How is the weekend going? It is summer time and all I can think about are the luscious mangoes from our trees in the backyard in India. Year after year, the summer comes and goes, and the longing never leaves. One day, I wish to be back, just driving around, buying colorful cotton threads, eating street vendor’s fresh steaming idli for breakfast, snacking on juicy mangoes without so much as even cutting them. One day.
Speaking of nostalgia, have you guys heard that my all-time favorite food-based podcast “dinner party download” aired its last all new episode in December 2017?! It was always a joy to hear Rico Gagliano and Brendan Francis Newnam instroduce themselves and the varied guests on the show week after week for TEN YEARS on NPR. I still haven’t gotten over this! What was wonderful about the show is the variety of sections they covered. The podcast always started with an “Icebreaker” where a guest shares a joke that you can share at a party where you don’t know most people and can just use this to break the ice or start a conversation.

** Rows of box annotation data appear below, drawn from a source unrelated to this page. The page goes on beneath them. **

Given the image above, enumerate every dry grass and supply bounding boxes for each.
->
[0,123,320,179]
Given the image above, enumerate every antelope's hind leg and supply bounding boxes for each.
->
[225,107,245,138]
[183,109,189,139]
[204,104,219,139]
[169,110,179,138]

Next, they used to go over “Small Talk” where they talk about the week’s news highlights and a story that you may not have heard all over the news. This gives you plenty of intelligent fodder for any crowd. A small example is about how someone won a a race in a marathon in Venice when the motorcycle that led the route accidentally took a wrong route, taking all the locals through a longer route!
Then they had a “History lesson with booze” with Michelle Phillipe telling us a very interesting tale every week and a bartender from a place listed in the story making a signature drink that incorporates the story! I will always remember this tale they had on how Niagara falls had no water supply suddenly one day mysteriously and a bartender from Buffalo, NY making a drink that goes with the tale!
Next section was “Soundtrack” led by a different musician each week, giving few album choices suiting their sensibilities and how it would fit in with the party they would have at their home, pairing it with stories of how their party mood evolves through the night. I have found SO many interesting albums and artists through these sections!
They would then have a “Guest of honor” talk about their life or work or recent achievements, before moving onto them giving us tips “How to behave” answering all the listeners’ dinner party etiquette questions. This was probably the first section I had ever head on the Dinner Party Download when I was listening to it while driving in DC area. They also had sectioned like “Main course” where they would talk about a certain food topic per episode.
This nostalgia is just killing me guys! I need me some fresh mangoes and podcast hosts with rather long NPR sounding names.